Mamy niedlugo zebranie roczne.Moze uda sie(jak przyjdzie!!) z nim dogadac w tej sprawie .Myslalem,ze ktos juz mial w swojej WM podobna sytuacje alb zna jakis wyrok w podobnej sprawie.Rada Mirka L. jest zyciowa ale stosujac ja to my naruszylibysmy prawo.Natomiast analiza Zarzadcy jest ok.ale nie posuwa nas o milimetr dalej.I ten facet chyba wie,ze mamy z tym klopot(podobno chwalil sie,ze mu tak adwokat powiedzial) i chyba tylko zyciera rece.Wynika z tego ze samowola sie oplaca.

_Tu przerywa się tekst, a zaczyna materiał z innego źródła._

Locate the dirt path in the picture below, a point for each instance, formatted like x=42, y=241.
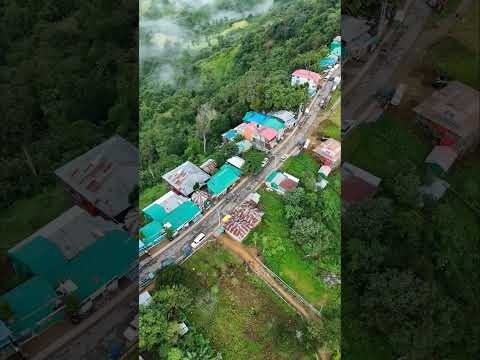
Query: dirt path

Zastanawiamy sie czy nie zaczac go juz obciazac fakturami za"bezumowne korzystanie" z tej powierzchni(pisala tez o tym koziorozka).Tyle tylko,ze w ten sposob praktycznie sankcjonujemy jego zachowanie.No i nie wiadomo czy to sie da wyegzekwowac.Bo on dobrowolnie tego chyba nie zaplaci.
Obciążanie za bezumowne korzystanie to droga donikąd - przeczytaj:
http://www.zarzadca.pl/komentarze/1010-wspolnota-mieszkaniowa-nie-narzuci-umowy-.html
Watpie bardzo.No i to jest proces na lata.Ale moze masz racje.Tyle,ze nasza WM jest tak" wymeczona" procesami" naszego pieniacza",ze trudno bedzie ich przekonac.
Edit:
Sorry, dopiero teraz doczytałem, że samowolne zajęcie korytarza miało miejsce 6 lat temu. Muszę więc sprostować swoją wcześniejszą wypowiedź - w Waszej sytuacji jest już za późno, żeby dochodzić swoich racji przed sądem: Pozostaje obrona konieczna, czyli rozebranie ścianki sąsiada przez wspólnotę (wynajętą ekipę). Chociaż i tutaj można podnieść zarzut, że wspólnota nie podjęła kontrdziałań niezwłocznie. Ale to już problem sąsiada - niech on skarży wspólnotę i czeka na orzeczenie. Samowoli już dawno nie będzie.